The client, a large origin equipment manufacturer with a significant installed base service business was interested in determining if there was a relationship between unplanned equipment outages due to inlet filet plugging and particulates in the atmosphere. This information could be used to make minor equipment modifications that would reduce or eliminate the potential for an unplanned outage. Unplanned outages have significant financial impact on the equipment owner / operator.
Develop and implement an Environmental Data Base that included historical daily atmospheric data captured by NASA satellites, as well as NASA-generated global models. The satellite data is captured in a continuous stream by a satellite train that scans the entire Earth during the course of 24 hours and 14 complete earth orbits. This historical data covered more than 50 materials elements and contains more than 200 data elements per material.

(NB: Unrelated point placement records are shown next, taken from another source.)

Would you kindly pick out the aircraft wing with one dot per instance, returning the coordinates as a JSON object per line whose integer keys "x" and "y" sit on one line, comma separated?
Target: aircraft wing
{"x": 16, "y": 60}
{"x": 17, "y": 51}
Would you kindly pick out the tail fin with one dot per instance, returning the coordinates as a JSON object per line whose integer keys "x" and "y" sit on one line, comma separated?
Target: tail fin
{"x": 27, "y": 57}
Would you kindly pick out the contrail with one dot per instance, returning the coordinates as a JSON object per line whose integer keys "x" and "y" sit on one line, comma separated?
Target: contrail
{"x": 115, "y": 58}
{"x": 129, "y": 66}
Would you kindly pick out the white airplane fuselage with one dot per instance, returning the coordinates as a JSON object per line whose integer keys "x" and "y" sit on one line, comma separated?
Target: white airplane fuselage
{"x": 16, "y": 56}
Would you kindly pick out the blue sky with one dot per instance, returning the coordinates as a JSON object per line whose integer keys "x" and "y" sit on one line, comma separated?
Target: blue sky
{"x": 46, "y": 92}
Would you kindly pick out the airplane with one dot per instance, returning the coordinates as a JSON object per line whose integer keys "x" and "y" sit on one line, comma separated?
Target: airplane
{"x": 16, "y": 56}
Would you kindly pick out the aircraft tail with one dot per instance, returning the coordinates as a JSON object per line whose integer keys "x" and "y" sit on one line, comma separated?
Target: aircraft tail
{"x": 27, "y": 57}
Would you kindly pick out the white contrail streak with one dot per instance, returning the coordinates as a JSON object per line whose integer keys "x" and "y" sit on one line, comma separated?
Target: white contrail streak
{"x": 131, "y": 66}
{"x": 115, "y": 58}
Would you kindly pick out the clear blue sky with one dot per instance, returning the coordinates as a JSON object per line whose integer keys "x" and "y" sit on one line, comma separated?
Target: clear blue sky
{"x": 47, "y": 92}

The model data is various computational models created by aggregating a combination of all the satellite data and various ground stations throughout the globe.
The daily output of the NASA satellites is approximately 1 TB of data per instrument, per satellite. The data is scrubbed to separate the materials that were not of interest. The satellite train is geo-synchronous with the earth’s orbit and each daily pass covers a different slice of terrain. This requires that the data be managed to agree with the stationary equipment locations. The client has a database with equipment planned and unplanned outages by location. A test was run focusing on two units at the same site and overlaying the unplanned outages with daily concentrations of sea salt in the air. There was a significant correlation between elevated levels of sea salts and inlet filter clogging. Five years of historical data is now available in the corporate data lake for analysis and subsequent development and implementation of maintenance procedures to reduce outage risk.
The test site referenced above has had 2 less unplanned outages in the past twelve months as compared to the previous twelve months. This resulted in increased revenue of more than $100,000 per year.